It looks as if the Visual Studio dev team may be implementing a new operator in a future .NET release. This is due in large part to community demand, which is pretty cool because it shows that the VS team is listening to their customer base; a key part of a successful product.

This new operator is likely going to take the syntax of ?. and is known as the Safe Navigation Operator.

Its purpose is rather simple, and it eliminates a load of boiler-plate code by making the compiler do it for you.

Say you have these classes:

public class A
{
    public B B { get; set; }
}

public class B
{
    public C C { get; set; }
}

public class C
{
    public int D { get; set; }
}

It’s plain to see above that it’s possible that an instance of A may have a null B property, or even that an instance of B may have a null C property. If you want to get D from A safely (so as to avoid null reference exceptions), your code often ends up looking something like this:

int? result = A.B == null ? (int?)null : (A.B.C == null ? (int?)null : A.B.C.D);

What an incredibly annoying pain to write out, and even to read. You could maybe make it clearer, at the cost of more verbosity and lines of code:

int? result = null;
if (A.B != null)
{
    if (A.B.C != null)
    {
        result = A.B.C.D;
    }
}

This is still a bit convoluted and boiler-plate for my liking. Really, all we want to do in English is get the integer value of D if it exists on A. It shouldn’t be so challenging!

Enter the new Safe Navigation Operator and how it might function:

int? result = A?.B?.C.D;

Note the ?. syntax that is placed at the point where the A instance references B and B instance references C. This is much more readable, and intuitive to look at. To me, it says “if A’s B is not null and B’s C is not null, return D, else return null” which is pretty streamlined.
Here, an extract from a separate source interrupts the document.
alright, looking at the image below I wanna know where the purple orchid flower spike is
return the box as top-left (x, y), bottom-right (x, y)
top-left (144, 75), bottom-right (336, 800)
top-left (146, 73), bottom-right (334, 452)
Upon simple inspection, it also clearly says that A.B is nullable and B.C is nullable, which are great side effects of the shortened syntax.

Note that the final product, if included in C#, may behave differently than I’ve demonstrated and hypothesized here. The code in this post is mostly made on assumptions of compiler rules for this operator, and could in the future prove to be wrong. However, even still, this operator will be a great addition to C# and .NET if it makes the cut!